DNA Methyl Transferase (DNMT) Gene Polymorphisms Could Be a Primary Event in Epigenetic Susceptibility to Schizophrenia

TLDR
Functional significance of genotype variations within the DNMTs indeed suggest that the genetic nature of methyltransferases should be considered while addressing epigenetic events mediated by methylation in Schizophrenia.
Abstract
DNA methylation has been implicated in the etiopathology of various complex disorders. DNA methyltransferases are involved in maintaining and establishing new methylation patterns. The aim of the present study was to investigate the inherent genetic variations within DNA methyltransferase genes in predisposing to susceptibility to schizophrenia. We screened for polymorphisms in DNA methyltransferases, DNMT1, DNMT3A, DNMT3B and DNMT3L in 330 schizophrenia patients and 302 healthy controls for association with Schizophrenia in south Indian population. These polymorphisms were also tested for subgroup analysis with patient's gender, age of onset and family history. DNMT1 rs2114724 (genotype P = .004, allele P = 0.022) and rs2228611 (genotype P = 0.004, allele P = 0.022) were found to be significantly associated at genotypic and allelic level with Schizophrenia in South Indian population. DNMT3B rs2424932 genotype (P = 0.023) and allele (P = 0.0063) increased the risk of developing schizophrenia in males but not in females.
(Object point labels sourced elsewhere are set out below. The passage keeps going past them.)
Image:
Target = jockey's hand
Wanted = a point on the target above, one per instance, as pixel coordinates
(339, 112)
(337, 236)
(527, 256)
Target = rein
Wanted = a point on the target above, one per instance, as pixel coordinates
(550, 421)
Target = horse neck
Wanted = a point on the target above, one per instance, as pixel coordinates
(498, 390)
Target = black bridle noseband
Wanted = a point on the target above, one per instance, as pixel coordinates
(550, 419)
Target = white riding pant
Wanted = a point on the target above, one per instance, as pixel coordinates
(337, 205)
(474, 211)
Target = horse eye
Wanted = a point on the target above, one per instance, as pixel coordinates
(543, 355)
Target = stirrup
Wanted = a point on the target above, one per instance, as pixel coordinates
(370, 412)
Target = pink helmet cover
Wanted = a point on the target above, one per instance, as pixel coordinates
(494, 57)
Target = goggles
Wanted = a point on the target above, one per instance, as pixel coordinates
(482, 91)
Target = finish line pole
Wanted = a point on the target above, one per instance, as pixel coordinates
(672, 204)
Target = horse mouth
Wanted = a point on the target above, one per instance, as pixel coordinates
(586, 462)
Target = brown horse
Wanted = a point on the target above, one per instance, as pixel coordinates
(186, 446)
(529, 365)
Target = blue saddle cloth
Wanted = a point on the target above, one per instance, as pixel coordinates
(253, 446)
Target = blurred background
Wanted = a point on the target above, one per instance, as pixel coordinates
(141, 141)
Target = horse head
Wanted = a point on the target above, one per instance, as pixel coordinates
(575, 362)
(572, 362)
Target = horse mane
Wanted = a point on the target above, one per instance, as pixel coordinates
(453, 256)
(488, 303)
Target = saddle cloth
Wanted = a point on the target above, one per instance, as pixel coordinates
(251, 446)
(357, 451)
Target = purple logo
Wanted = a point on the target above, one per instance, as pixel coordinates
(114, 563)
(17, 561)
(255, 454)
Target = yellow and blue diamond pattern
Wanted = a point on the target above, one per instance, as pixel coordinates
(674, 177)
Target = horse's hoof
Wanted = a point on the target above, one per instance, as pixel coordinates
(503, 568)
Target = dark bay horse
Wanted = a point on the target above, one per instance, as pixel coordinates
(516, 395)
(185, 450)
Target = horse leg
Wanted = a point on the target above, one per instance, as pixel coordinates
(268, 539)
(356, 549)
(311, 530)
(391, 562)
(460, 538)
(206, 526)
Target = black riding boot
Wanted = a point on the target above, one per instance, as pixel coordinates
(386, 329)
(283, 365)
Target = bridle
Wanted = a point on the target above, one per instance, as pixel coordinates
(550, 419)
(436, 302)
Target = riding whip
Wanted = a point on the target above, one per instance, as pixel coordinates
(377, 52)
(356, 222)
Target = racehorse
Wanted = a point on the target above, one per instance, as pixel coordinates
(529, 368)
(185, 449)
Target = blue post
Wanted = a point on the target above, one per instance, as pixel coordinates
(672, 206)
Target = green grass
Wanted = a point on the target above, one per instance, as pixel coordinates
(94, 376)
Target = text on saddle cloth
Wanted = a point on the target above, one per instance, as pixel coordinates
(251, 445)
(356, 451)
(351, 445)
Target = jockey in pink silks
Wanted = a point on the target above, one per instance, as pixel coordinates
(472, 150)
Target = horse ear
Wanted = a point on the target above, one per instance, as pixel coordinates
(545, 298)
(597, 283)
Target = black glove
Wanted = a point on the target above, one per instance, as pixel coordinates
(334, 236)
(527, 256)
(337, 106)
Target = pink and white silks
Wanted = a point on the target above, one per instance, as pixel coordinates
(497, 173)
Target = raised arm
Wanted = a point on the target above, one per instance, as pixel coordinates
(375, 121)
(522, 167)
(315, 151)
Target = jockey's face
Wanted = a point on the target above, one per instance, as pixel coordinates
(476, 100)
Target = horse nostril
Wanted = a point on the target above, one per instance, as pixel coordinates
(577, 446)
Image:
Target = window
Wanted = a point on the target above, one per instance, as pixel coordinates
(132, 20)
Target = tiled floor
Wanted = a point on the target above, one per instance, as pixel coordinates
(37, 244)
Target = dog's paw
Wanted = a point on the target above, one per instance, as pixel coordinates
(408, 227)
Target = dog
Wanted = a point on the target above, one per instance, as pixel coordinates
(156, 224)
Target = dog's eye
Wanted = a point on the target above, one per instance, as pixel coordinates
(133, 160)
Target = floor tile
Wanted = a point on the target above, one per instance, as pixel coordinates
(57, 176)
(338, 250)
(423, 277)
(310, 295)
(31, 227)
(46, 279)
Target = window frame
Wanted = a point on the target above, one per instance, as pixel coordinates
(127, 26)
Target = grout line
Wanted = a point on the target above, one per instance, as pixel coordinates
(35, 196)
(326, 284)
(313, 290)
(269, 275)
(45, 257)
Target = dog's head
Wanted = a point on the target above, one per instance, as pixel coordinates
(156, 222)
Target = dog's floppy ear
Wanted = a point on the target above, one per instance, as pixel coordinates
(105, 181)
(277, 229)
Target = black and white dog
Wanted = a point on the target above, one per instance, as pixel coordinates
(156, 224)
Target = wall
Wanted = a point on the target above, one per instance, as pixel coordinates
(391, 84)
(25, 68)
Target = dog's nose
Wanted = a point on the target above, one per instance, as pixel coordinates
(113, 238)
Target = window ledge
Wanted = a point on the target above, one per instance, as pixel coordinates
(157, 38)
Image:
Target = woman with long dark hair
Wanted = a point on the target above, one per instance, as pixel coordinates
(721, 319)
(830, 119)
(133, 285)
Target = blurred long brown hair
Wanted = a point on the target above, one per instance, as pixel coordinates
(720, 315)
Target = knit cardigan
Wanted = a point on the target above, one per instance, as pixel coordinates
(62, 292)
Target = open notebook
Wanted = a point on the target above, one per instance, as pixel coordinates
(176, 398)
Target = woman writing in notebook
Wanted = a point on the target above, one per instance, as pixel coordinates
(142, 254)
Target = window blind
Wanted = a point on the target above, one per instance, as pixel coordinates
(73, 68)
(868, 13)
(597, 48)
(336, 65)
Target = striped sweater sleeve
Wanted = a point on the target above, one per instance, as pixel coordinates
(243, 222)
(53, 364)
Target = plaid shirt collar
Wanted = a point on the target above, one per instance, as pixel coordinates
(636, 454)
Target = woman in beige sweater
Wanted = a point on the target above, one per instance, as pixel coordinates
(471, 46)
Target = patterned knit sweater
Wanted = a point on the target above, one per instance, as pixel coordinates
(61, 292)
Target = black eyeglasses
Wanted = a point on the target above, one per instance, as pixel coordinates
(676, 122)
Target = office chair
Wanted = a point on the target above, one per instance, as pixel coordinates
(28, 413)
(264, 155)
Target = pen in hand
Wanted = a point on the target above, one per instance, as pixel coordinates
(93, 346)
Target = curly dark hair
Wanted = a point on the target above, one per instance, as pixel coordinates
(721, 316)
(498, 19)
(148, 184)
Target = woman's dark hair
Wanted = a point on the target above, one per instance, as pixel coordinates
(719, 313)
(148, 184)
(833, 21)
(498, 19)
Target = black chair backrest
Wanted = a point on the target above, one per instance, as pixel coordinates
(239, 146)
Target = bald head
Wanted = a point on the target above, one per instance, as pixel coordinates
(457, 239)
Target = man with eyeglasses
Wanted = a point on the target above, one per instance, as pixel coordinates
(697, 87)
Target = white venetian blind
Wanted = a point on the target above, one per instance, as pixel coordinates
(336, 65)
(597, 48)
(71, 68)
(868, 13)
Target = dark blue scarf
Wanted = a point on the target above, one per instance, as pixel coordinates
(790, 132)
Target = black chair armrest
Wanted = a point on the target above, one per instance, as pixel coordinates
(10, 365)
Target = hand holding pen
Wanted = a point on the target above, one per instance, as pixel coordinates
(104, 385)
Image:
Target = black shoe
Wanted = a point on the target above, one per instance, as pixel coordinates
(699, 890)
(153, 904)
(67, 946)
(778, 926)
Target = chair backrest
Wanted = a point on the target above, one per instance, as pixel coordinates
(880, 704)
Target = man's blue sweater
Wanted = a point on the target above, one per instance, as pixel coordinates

DNMT3B rs1569686 (genotype P = 0.027, allele P = 0.033) was found to be associated with early onset of schizophrenia and also with family history and early onset (genotype P = 0.009). DNMT3L rs2070565 (genotype P = 0.007, allele P = 0.0026) confers an increased risk of developing schizophrenia at an early age in individuals with family history. In-silico prediction indicated functional relevance of these SNPs in regulating the gene. These observations might be crucial in addressing and understanding the genetic control of methylation level differences from ethnic viewpoint. Functional significance of genotype variations within the DNMTs indeed suggest that the genetic nature of methyltransferases should be considered while addressing epigenetic events mediated by methylation in Schizophrenia.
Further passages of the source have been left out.